Merhaba Ben Kürsiyyühüssemavati


Sokağa çıktım. Zira evde onunla karşılaşma ihtimalimiz mantık sınırlarını resmeden bir kıvırcıktı. Sokakta ihtimal oranı milyonda bir bile olsa ihtimaldi ki bu hakkımı sonuna kadar kullanabileceğimi iyi biliyordum. Aslında evde yada sokakta ayırt etmeden sürekli sıkılıyordum. Evdeki sıkıntı belirtileri sık sık çay demleme, şarap şişesine gününü gösterme ve bu arada mütemadiyen sigara içme şeklinde zuhur etmekte. Dışarıda sıkıldığımı başımı öne eğerek belli ediyorum. Bu şekilde de onu görme ihtimalim değer kaybediyor. Değer kaybına hız vermek isteyen kişilik bölünmesinden doğan yeni kişilik hangi sokaktan yürüyeceğimi soruyor. El kaldırıp kendine söz verilmesi halinde soru sorabileceğini söyleyerek kendisini bertaraf etsem de haklı piç. Zira ben manavın önünden geçerken o taze kavrulmuş leblebi kokusunu yırtarak kuruyemişcinin önünden geçiyor olabilir. Daha da gıcık oluyorum ukala piçe. Haklı tabi ki ama evde durduğumda ihtimalin aldığı durumu resim sanatıyla birleştirip Bob Ross'a kıvırcık diyerek ikinci cümlede yeterince açığa vurdum. Küçük yerleşimlerin canını seveyim. Evlerinin önünde dolaş, çeşme başına bak olmadı sınırları zorla kahveye bak muhakkak aradığını bulursun. Kızı niye kahvede arıyorsun diyen ukala piçe cevap vermeden bastım sigarayı dudaklarıma. Bu şekilde sabaha kadar dolaşabilirim. Ancak hava durumu buna müsade etmeli. Kardeş demeli sen takıl, ara ne arıyorsan. Fakat ne kardeşi adam gavura üfürür gibi basıyor yeli. Bir seçim yapıp girip bir yerlerde oturayım desen. Aslında fena fikir de değil; sen şehrin ortasına yerleştirilmiş ama ampulü takılmamış direk gibi dururken önünden geçmesini beklemek. Gülüyor ukala piç. Eve gitmeye karar veriyorum. Yetmiş dört basamağın elli yedisinde küfür ediyorum. Temiz adımlarla bastığım on yedi sayısı dua etsin ki onu ilk gördüğümde ayın on yedisi saat onyedi sularıydı.

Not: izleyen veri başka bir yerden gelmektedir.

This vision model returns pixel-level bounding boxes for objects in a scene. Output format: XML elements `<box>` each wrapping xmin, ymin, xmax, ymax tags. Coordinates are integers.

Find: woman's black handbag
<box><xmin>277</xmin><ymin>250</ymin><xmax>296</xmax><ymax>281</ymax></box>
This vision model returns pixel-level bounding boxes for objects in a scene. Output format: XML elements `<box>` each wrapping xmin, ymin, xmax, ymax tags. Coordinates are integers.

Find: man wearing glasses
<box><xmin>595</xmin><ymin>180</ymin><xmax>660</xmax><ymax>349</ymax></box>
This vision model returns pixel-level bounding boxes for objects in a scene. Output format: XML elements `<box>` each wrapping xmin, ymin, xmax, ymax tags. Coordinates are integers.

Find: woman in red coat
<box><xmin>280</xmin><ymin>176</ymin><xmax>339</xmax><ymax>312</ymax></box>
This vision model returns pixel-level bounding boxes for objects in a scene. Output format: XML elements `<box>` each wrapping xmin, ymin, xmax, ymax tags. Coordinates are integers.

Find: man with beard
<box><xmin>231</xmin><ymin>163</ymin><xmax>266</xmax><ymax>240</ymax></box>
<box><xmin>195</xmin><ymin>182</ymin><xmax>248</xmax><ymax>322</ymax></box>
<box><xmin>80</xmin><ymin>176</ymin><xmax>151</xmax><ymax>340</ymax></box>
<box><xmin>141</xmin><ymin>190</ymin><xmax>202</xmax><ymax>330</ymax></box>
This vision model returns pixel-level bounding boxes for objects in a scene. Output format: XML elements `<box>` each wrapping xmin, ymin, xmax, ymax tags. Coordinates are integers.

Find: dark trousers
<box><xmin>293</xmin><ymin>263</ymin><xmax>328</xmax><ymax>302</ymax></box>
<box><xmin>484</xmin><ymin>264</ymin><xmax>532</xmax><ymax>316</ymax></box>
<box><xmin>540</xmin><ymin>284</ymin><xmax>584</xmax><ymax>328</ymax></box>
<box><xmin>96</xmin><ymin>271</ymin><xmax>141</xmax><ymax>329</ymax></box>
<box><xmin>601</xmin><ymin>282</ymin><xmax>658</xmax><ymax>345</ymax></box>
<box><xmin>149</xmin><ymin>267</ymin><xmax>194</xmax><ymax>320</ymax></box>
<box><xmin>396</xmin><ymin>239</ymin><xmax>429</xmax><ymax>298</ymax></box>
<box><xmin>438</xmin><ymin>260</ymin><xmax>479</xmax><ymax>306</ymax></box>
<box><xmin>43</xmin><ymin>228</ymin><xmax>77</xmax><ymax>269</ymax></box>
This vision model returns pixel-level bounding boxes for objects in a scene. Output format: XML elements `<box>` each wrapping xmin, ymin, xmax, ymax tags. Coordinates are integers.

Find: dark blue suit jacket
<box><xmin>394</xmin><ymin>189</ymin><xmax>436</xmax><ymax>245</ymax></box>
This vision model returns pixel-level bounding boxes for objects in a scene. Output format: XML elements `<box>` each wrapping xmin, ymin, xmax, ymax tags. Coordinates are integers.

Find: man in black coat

Koltuğa bırakıyorum kendimi. Keşke şu ukala piçi de kapıda bırakabilseydim diye düşünüyorum elbet beni duyduğunu bilerek. Televizyonda istikrar abidesi olarak sürdürdüğüm flaşh alışkanlığımı bozmadan flaşh tv yi açıyorum. Halay ile oyun havası karışımı muhteşem sunumu izlerken sigara içme ihtiyacı hasıl oluyor nedense. Herifler yüzünden geberip gidecem haberleri yok. Beşinci cümlede bahsettiğim şekilde geceyi tamamlayıp uyuyorum.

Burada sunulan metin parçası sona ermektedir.